Kültür & Sanat

‘Acıya sıkışıp kalmamak mümkün’

Melisa Vardal – Alternatif müzik sahnesinin özgün isimlerinden Aktüel Gürsel Artıktay, 11 Temmuz’da yayınlanan yeni albümü “Başka Bir Yerde, Diğer Bir Zamanda” ile hem şahsî hem de toplumsal hafızanın derin sarsıntılarını müziğe taşıyor. Anadolu’nun yüzyıllardır acılarla sınanan ancak her seferinde küllerinden doğmayı başaran öyküsünü çağdaş bir müzikal lisanla tekrar yorumlayan sanatçı, bu defa dinleyicisini acının içine hapsetmeyen; bilakis direnişe, yine başlamaya ve umudu yeşertmeye çağıran bir seyahate çıkarıyor.

Depremlerden ekonomik krizlere, kayıplardan yaralara uzanan kolektif belleğin izlerini taşıyan albümün ismindeki “başka bir yer” ve “başka bir zaman” sözü ise Artıktay için bir kaçış değil, hislerin hakkını vererek yaşamaya yönelik bir hatırlatma. Albümün en değerli farkının acıyı romantize etmemesi olduğunun altını çizen sanatkara nazaran problem, “Acının içinde sıkışıp kalmak değil; tersine direnişin, tekrar başlamanın ve umudu inatla yeşertmenin mümkün olduğuna inanmak”.

‘Güneşe dönmesi gerek’

Modern yapımla Anadolu’nun müzikal mirasını buluşturan albüm, “Yurt” kesimiyle açılıyor. Artıktay için “yurt”, sadece sonları çizilmiş bir coğrafya değil aidiyet hissi, anılar ve paylaşılmış hislerle yoğrulmuş karmaşık bir dünya. Sanatçı, bu kelimeyi şu sözlerle tanımlıyor:

“Şarkıyı yazarken aklımda beliren, haritada işaretlenebilen bir yer değildi.
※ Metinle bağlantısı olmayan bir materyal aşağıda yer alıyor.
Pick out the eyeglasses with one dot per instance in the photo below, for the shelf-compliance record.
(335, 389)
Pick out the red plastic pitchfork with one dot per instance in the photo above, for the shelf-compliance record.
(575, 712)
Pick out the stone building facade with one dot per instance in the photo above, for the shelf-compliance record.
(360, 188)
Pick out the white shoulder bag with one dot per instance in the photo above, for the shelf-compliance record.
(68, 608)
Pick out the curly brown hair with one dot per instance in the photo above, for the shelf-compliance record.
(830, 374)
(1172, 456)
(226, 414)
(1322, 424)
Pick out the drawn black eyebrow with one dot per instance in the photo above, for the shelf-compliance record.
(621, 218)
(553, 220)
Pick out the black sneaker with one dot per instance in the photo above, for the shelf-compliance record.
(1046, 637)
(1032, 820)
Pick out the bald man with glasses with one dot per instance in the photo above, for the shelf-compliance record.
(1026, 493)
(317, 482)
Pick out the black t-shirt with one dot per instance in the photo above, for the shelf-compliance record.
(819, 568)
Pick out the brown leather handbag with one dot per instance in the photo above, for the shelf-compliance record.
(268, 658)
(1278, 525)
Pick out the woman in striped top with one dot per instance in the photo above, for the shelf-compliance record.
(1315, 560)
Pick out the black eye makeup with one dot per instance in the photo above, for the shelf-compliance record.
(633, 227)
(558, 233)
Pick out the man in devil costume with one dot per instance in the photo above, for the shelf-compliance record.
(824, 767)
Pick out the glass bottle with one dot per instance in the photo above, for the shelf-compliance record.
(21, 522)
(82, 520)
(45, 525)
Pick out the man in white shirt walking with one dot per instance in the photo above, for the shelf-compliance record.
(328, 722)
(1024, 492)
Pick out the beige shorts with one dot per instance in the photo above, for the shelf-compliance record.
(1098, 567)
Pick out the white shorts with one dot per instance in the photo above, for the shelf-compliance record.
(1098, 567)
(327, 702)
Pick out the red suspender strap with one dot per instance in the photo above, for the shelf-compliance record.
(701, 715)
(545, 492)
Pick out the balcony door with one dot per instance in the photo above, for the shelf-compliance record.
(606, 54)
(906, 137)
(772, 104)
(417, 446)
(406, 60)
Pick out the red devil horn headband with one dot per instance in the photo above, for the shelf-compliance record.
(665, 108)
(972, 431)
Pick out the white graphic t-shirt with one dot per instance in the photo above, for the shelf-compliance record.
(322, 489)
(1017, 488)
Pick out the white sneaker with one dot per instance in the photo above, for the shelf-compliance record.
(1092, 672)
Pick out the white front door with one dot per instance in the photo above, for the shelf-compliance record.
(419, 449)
Daha çok hepimizin içinde sessizce taşıdığı bir aidiyet duygusuydu. Yurt, kendimizi hem inançta hem de özgür hissettiğimiz, bizi var eden bedellerin soluk alıp verdiği; bazen bir coğrafya, bazen de bir insanın kalbi kadar yakın olan içsel bir dünyadır. Asıl kıymetli olan, bu dünyaları nerede ve nasıl kurduğumuzdur. Herkesin kendi yurdu, kendi içinde taşıdığı ve yaşattığı aidiyet hissiyle var olur ve mana kazanır.”
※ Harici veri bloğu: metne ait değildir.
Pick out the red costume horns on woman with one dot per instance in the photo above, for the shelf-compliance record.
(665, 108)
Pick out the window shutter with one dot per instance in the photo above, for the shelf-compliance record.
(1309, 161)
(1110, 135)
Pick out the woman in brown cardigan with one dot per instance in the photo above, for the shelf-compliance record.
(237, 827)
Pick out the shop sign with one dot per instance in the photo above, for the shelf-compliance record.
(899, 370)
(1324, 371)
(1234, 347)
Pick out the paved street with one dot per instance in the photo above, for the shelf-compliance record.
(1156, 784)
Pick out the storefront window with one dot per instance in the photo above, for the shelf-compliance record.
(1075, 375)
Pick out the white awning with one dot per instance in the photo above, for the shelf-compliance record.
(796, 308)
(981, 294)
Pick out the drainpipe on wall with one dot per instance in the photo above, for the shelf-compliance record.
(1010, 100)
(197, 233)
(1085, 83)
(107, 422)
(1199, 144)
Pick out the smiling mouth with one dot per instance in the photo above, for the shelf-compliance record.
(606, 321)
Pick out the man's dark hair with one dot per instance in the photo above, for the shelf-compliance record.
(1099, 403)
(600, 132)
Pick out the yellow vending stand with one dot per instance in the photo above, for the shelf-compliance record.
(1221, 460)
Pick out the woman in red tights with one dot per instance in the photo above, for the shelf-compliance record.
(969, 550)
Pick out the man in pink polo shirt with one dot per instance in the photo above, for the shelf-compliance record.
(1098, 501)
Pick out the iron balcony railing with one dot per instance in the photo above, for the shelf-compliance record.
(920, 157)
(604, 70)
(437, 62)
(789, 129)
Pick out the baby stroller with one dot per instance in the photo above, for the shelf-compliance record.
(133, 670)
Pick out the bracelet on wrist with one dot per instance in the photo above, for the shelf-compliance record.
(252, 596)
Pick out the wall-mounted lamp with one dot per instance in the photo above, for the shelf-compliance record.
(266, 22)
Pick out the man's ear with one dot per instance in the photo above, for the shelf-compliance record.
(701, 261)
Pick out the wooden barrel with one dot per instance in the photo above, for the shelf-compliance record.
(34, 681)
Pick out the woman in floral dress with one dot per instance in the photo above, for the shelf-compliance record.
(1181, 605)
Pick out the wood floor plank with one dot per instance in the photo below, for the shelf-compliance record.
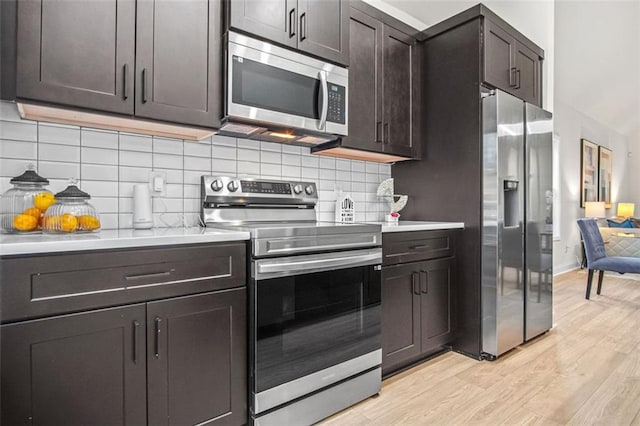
(586, 370)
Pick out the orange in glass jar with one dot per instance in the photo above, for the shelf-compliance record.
(25, 222)
(88, 222)
(68, 222)
(43, 200)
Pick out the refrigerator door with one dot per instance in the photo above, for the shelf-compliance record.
(539, 214)
(503, 223)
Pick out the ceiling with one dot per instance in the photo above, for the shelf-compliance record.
(595, 48)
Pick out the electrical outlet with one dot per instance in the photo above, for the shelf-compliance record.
(158, 184)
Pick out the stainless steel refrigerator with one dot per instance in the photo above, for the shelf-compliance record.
(516, 258)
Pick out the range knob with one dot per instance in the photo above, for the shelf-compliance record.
(309, 190)
(216, 185)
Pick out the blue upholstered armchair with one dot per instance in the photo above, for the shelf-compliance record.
(597, 259)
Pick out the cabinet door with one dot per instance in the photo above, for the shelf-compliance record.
(75, 369)
(178, 61)
(197, 359)
(436, 288)
(398, 96)
(528, 75)
(324, 29)
(275, 20)
(77, 53)
(400, 315)
(499, 57)
(365, 83)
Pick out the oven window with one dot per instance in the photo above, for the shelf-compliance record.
(306, 323)
(258, 85)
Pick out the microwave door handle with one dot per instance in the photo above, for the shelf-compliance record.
(325, 100)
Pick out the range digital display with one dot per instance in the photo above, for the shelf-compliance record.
(258, 187)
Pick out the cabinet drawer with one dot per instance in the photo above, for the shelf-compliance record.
(35, 286)
(404, 247)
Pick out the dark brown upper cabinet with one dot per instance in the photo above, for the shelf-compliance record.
(383, 93)
(152, 59)
(510, 65)
(178, 59)
(318, 27)
(77, 53)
Bu içsel seyahat, albüm boyunca farklı duraklara uğruyor. “Bildiğim Yer”, “Yakarım Geceleri”, Rüştü Onur’un şiirinden esinle “Nedamet”, “Her Şey Yolunda” üzere modüllerde görülebilecek çeşitlilik, sanatkarın Anadolu’nun kültürel mirasına yaklaşımında da kendini gösteriyor. Yüzeysel yorumlara ve taklitlere karşı aralığını koruyan Artıktay, bu coğrafyanın müzikal zenginliğini çağdaş formlarla özgün biçimde buluşturmanın mümkün olduğuna inanıyor: “Bir halk, toprağın altından bile filizlenebilir. Kâfi ki kadim köklerini, bu topraklarda daha evvel başardıklarını ve yüzünü her daim güneşe dönmesi gerektiğini unutmasın.”

‘Bazen kaybolmak, bulunmaktan daha kıymetli’

Artıktay, umudu tek bir müziğe hapsetmek istemiyor. “Albümdeki acılar, düzenlemelerle yeni katmanlar kazanıyor; dinledikçe açılan, tekrar keşfedilen bir atmosfer kurduk. Umut, kesimler arasında dolaşırken bulunuyor” sözleri, albümün yapısını özetliyor. Ona nazaran müzik, insanın iç dünyasında iki çeşit seyahat başlatabilir: “Biri insanın kendini bulmasına yardım eder, oburu kaybetmesine. Benim müziğim, kaybolduktan sonra kendini daha farklı ve derin biçimlerde bulduran cinsten. Bazen kaybolmak, bulunmaktan daha değerli.”